The Canadian Transportation Agency [CTA] found in favour of Univar, concluding that CPR breached its level of service obligations “except for two ‘reasonable pause’ periods arising from force majeure events” . In reviewing this decision, the Federal Court of Appeal (which hears direct statutory appeals from the CTA), concluded that the standard of review applicable to the CTA’s decision was reasonableness. In part, this was because of the hornbook law statement that “decision-makers’ interpretations of their home statue, with which they have particular familiarity call for deference when judicially reviewed” .
The Court could have stopped there, as the Supreme Court does. Luckily, it did not. It is worth reproducing the Court’s explanation of why the home statute presumption makes particular sense in this case :
This Court has recognized on a number of occasions, and in various contexts, the Agency’s expertise (Canadian National Railway Company v. Richardson Limited, 2015 FCA 180 at paras. 25-31; Canadian National Railway Company v. Canadian Transportation Agency, 2010 FCA 65 at paras. 27-29; Canadian National Railway Company v. Greenstone (Municipality of), 2008 FCA 395 at para. 52). Such expertise is particularly obvious when adjudicating level of service complaints under the level of service provisions of the Act. As this Court stated in Canadian National Railway Company v. Emerson Milling Inc., 2017 FCA 79 at para. 72 (Emerson Milling), the assessment of the service level obligations “lies at the very bullseye of its regulatory know-how and mandate, the very reason why Parliament has vested the Agency with jurisdiction over the merits of cases like this and has left us with just a reviewing role.
This sort of analysis is clearly an improvement over the Edmonton East approach. To be fair, it does stop short of endorsing the formal notion that expertise should be specified by the legislature, as Rennie J and Nadon J did in their reasons in Bell. Nonetheless, the Court in CPR v Univar at least does some work on the practical criticism of expertise.

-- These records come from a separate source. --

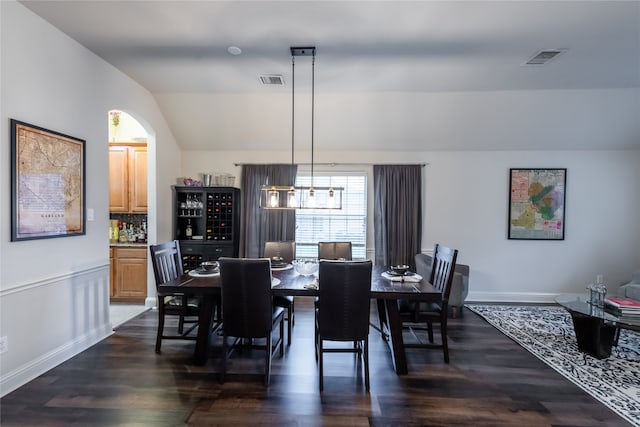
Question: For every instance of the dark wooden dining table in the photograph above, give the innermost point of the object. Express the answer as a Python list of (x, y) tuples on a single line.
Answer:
[(386, 293)]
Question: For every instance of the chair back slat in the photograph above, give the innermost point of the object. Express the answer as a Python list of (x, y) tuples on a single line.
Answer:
[(444, 263), (167, 261), (284, 249), (247, 305), (334, 250), (343, 302)]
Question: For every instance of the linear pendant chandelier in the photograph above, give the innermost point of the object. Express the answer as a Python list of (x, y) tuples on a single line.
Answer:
[(301, 197)]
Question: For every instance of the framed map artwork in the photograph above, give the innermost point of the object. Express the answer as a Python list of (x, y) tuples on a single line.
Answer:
[(47, 183), (537, 204)]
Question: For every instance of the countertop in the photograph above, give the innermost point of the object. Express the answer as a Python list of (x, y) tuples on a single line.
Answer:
[(128, 245)]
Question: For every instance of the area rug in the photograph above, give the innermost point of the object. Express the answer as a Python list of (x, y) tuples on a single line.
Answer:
[(547, 333)]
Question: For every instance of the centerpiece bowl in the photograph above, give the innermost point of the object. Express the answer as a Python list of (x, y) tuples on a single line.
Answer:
[(209, 265), (305, 267), (400, 270)]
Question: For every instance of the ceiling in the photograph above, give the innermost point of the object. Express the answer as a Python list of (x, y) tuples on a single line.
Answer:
[(411, 72)]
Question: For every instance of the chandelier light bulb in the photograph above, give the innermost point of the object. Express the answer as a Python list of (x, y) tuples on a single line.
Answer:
[(332, 201), (291, 198), (274, 198), (311, 201)]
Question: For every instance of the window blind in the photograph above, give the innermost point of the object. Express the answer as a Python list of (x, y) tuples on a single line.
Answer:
[(346, 224)]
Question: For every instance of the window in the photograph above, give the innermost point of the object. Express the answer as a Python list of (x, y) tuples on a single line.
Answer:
[(327, 225)]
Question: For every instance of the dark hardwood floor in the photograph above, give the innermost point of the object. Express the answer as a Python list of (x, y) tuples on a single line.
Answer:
[(121, 381)]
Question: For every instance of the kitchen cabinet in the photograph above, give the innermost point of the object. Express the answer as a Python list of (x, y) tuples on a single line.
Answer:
[(207, 223), (129, 274), (128, 178)]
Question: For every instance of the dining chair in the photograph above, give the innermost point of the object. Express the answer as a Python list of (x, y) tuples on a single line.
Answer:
[(414, 314), (342, 311), (248, 311), (167, 265), (334, 250), (287, 251)]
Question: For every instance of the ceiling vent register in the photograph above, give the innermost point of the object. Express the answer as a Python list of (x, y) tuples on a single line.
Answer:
[(272, 79), (544, 56)]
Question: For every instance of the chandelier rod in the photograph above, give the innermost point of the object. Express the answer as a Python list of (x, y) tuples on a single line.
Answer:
[(293, 104), (313, 80)]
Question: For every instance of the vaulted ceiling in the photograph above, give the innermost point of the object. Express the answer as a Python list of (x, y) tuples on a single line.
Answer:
[(409, 75)]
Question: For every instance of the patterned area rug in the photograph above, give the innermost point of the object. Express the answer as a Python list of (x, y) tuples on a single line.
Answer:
[(547, 333)]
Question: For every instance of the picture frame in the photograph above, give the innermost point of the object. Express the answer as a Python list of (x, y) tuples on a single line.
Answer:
[(47, 183), (537, 203)]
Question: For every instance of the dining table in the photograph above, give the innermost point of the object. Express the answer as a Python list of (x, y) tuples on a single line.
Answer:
[(386, 290)]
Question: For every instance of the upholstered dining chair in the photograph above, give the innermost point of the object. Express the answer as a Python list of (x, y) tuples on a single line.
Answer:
[(415, 314), (342, 310), (167, 265), (334, 250), (287, 251), (247, 308)]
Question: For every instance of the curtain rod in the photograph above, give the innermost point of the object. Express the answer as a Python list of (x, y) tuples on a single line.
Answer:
[(337, 164)]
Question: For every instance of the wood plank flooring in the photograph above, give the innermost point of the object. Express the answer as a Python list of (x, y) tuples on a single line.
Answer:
[(121, 381)]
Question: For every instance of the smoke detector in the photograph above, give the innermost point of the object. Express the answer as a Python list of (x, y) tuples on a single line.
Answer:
[(272, 79), (544, 56)]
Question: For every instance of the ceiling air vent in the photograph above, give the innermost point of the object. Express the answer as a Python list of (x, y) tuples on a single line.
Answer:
[(544, 56), (271, 79)]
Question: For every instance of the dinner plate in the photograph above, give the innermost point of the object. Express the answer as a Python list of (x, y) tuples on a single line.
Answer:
[(393, 273), (203, 273), (278, 264)]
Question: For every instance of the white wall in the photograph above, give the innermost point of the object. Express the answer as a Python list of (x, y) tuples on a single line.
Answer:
[(54, 293), (466, 199)]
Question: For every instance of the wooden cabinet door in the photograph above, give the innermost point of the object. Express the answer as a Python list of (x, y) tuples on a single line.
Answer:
[(112, 272), (138, 179), (118, 179), (130, 275)]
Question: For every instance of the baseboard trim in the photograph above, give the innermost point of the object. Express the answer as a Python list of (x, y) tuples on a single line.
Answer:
[(22, 375), (516, 297)]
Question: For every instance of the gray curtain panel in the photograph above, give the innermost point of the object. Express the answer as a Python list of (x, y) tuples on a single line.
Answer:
[(260, 225), (397, 213)]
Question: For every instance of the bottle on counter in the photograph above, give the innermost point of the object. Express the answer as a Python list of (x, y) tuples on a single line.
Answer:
[(188, 231)]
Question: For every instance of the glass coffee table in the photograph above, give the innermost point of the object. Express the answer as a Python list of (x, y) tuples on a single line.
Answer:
[(596, 328)]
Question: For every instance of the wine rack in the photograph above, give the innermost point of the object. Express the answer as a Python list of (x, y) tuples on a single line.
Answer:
[(207, 223)]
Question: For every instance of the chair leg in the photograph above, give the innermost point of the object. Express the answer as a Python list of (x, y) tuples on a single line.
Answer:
[(282, 338), (366, 364), (443, 334), (321, 356), (289, 323), (430, 331), (315, 334), (267, 367), (181, 325), (160, 325), (223, 368)]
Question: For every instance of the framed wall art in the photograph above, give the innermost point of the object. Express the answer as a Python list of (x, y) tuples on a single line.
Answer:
[(537, 204), (47, 183)]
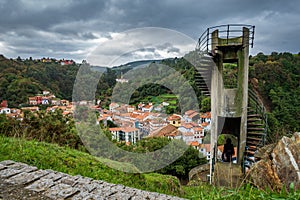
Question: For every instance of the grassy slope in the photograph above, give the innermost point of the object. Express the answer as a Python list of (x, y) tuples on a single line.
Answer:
[(63, 159)]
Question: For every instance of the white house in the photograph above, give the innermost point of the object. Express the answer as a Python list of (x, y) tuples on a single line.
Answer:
[(5, 111), (130, 135)]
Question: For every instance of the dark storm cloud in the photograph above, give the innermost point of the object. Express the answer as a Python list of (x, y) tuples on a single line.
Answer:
[(73, 28)]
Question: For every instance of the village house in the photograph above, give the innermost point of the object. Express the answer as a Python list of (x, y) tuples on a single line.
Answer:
[(156, 123), (129, 135), (191, 116), (205, 150), (113, 106), (205, 117), (174, 120), (147, 108), (168, 131), (5, 111), (31, 109)]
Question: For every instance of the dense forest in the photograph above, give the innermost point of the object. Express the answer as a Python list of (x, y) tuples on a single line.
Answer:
[(274, 77)]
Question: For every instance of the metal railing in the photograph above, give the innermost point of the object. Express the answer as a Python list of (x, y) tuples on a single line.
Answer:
[(256, 104), (226, 32)]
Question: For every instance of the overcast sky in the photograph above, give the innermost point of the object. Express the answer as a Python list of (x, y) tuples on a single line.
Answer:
[(72, 29)]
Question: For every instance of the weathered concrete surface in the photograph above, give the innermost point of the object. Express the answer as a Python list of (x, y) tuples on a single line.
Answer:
[(279, 165), (20, 181)]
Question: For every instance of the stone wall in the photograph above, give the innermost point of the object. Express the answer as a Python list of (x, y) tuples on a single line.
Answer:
[(21, 181), (278, 166)]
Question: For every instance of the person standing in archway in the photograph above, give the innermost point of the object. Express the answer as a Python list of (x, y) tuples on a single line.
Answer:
[(228, 151)]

This is an important development. One of the flaws of the institutional expertise justification advanced by Karakatsanis J is its lack of empirical justification when considering the sorts of questions a decision-maker might have to confront. In a statutory scheme like the Act, the Agency assesses many sorts of claims, some that are closer to its core mandate. There is no reason to presume that because a tribunal is expert in one particular area of its statutory mandate that it will be expert in all of the areas of its mandate. CPR v Univar seems to implicitly endorse this proposition, if only by suggesting that the level of service question is a core question of adjudicative policy that clearly engages the CTA’s expertise.
By at least explaining the reason why it afforded deference with reference to some empirical benchmark, the Court of Appeal significantly improved the Supreme Court’s justification-wanting reasoning for deference. That’s a small win, in my book.